Here is another comparison question but in this case there are no huge differences between boys and girls so we look at a very simple way to group the data. This data also has an interesting addition:
1 The WORLD AVERAGE. When given information about averages or overall totals, candidates must be careful to take this information into account. These averages are almost always important.
2 It looks like there is more than one way to organise the data, but candidates must be very careful when this occurs to make sure you are targeted on the purpose of the data and don’t interpret the data in a way that hides its most significant feature.
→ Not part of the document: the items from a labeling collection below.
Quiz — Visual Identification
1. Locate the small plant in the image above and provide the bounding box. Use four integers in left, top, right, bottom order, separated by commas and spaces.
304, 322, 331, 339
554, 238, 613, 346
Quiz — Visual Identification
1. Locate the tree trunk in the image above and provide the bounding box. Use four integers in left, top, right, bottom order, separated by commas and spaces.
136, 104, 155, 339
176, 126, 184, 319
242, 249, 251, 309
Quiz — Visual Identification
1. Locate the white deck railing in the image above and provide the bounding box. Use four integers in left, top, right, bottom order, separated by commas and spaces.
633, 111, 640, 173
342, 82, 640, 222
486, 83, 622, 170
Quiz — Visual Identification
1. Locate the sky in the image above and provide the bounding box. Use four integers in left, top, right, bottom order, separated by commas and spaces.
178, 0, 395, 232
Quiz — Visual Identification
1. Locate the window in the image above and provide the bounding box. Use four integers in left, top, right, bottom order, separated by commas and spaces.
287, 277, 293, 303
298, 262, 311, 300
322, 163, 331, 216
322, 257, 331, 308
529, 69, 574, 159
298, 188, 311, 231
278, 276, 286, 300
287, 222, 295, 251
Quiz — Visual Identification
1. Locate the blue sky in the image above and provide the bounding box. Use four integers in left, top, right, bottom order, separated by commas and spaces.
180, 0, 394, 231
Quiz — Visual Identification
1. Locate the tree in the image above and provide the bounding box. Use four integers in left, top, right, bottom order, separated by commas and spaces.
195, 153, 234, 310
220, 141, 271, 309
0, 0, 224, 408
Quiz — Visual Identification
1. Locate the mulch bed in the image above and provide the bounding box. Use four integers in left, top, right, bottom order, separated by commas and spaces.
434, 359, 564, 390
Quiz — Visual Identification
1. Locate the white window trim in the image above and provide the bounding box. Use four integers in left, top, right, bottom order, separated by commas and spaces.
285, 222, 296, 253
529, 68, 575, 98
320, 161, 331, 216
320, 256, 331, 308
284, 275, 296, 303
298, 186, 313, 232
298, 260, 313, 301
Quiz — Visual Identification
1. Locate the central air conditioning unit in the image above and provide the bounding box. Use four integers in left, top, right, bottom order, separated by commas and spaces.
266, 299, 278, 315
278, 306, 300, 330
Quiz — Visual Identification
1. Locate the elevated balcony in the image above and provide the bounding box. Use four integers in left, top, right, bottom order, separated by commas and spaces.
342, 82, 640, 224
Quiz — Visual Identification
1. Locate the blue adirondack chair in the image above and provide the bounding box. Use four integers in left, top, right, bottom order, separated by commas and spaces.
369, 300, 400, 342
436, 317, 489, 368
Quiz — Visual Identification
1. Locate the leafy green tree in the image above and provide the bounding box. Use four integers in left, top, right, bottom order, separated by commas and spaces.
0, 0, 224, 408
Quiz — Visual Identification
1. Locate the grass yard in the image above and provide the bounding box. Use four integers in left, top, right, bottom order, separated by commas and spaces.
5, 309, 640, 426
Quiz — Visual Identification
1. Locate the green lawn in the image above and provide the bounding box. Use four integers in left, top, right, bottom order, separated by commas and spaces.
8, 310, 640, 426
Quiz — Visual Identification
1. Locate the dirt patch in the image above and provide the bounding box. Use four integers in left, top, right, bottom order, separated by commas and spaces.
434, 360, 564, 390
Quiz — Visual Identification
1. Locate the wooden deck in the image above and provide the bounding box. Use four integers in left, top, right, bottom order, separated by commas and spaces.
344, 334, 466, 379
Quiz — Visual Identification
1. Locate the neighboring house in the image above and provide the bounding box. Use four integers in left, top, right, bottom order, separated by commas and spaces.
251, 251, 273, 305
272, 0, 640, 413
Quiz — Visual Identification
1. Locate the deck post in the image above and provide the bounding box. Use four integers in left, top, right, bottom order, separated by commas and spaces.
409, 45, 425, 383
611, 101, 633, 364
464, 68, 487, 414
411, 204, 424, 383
This data compares the percentage of secondary age children in various regions who attended secondary school in 2005. (e.g. If a region has 100 secondary aged children but 45 of them work and 55 go to school, then 55% of secondary aged students go to school.)
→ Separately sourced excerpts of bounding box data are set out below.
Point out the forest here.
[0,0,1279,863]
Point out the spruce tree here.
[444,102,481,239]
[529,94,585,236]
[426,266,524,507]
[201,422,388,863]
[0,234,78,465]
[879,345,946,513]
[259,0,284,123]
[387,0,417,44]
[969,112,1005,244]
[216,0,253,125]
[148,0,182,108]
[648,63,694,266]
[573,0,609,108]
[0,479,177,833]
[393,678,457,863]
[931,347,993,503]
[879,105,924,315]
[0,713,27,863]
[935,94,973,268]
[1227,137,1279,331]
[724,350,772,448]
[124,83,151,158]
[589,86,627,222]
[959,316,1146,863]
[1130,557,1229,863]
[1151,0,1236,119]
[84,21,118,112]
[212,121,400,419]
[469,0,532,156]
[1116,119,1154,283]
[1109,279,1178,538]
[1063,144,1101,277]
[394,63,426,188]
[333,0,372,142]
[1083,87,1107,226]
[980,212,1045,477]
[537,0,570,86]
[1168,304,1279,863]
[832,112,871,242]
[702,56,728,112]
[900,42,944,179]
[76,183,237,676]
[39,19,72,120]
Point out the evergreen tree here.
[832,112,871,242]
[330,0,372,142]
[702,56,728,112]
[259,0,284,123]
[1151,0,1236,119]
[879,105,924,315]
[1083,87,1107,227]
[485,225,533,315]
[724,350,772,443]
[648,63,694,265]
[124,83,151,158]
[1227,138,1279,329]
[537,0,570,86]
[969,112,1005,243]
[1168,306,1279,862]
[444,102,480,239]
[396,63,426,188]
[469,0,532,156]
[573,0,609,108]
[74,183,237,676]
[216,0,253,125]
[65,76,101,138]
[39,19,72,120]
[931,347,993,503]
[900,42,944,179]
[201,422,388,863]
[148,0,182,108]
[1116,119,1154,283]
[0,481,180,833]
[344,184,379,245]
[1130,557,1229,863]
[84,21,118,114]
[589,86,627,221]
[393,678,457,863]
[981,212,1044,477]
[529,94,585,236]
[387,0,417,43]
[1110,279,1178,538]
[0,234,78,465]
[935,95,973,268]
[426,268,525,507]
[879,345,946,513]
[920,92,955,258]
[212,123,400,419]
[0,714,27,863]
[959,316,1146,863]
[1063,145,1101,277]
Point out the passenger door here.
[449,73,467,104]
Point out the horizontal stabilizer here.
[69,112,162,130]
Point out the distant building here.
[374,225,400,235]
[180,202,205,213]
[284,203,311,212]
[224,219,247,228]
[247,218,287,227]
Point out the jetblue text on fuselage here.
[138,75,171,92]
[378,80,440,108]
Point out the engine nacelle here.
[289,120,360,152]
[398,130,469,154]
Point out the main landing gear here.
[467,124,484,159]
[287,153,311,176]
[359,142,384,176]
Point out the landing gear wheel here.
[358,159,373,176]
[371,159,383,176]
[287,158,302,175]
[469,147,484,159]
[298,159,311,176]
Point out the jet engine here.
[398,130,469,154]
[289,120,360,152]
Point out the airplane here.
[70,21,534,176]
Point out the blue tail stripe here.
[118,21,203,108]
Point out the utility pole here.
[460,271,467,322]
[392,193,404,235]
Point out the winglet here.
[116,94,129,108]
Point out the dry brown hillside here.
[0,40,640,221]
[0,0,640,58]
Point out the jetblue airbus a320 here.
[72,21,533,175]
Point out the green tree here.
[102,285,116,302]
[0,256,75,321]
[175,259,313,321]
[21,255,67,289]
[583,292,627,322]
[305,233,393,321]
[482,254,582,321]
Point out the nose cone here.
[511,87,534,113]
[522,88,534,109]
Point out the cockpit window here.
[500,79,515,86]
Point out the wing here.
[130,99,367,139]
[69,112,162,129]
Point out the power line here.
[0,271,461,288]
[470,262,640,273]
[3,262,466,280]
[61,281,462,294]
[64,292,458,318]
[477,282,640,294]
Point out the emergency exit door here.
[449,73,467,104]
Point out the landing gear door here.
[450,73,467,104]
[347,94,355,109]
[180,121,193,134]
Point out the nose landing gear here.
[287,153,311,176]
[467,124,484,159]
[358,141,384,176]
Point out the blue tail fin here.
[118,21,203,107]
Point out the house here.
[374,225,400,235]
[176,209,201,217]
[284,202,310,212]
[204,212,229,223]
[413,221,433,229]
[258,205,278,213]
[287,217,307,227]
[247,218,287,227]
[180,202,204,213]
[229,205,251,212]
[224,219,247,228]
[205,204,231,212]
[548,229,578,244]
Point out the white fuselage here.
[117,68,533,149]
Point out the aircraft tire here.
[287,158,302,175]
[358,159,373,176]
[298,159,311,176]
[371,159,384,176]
DON”T MISS IMPORTANT INFORMATION IN THE BIG PICTURE
It might be tempting here to group this data by magnitude. It certainly looks like you could – what is high, what is in the middle, what is low.
The problem with this is that if you only group by magnitude, you lose a very significant aspect of the data and that is the regions in which the percentages of boys and girls attended secondary school AND when you think about it, this was the whole purpose of the data in the first place. So if a candidate did not raise this issue at all and just talked about the overall magnitudes of secondary school attendance, there is a very good chance they could face a problem that is raised in the PUBLIC BAND DESCRIPTORS at BAND 4 level under TASK ACHIEVEMENT:
• may confuse key features with detail
The only way to be sure that the key features have been covered here would be to present the important information about the differences in male and female enrolments AND in the process of giving the details for this comment on the different magnitudes in enrolments.
PROPORTIONS OF MALES AND FEMALES ABOUT EQUAL
East Asia and Pacific
PROPORTIONS OF MALES HIGHER THAN FEMALES
Middle East and North Africa
West and Central Africa
PROPORTIONS OF FEMALES HIGHER THAN MALES
Latin America and Caribbean
Notice that the World average is included in one of these groups and can also be used to compare which regions are above and below this average. This gives an important benchmark for how a region is doing compared to the rest of the world and this is why average figures like this can never be ignored.
THE BIG PICTURE
The big picture for this data might look like this:
“Overall, approximately equal percentages of boys and girls attended secondary school in the Industrialised countries, where all school aged children went to school, and East Asia and the Pacific while a higher proportion of girls than boys went to school in Latin America and the Caribbean. In addition, the data also shows that a higher percentage of boys than girls were enrolled in high school in the Middle East and North Africa, the World average and West and Central Africa, which had the lowest level of school enrolments of all regions by far and was the only region below the world average.”
This is a very complete overview and it is targeted on the key feature of the comparison between enrolments of boys and girls although it also raises some of the other notable features.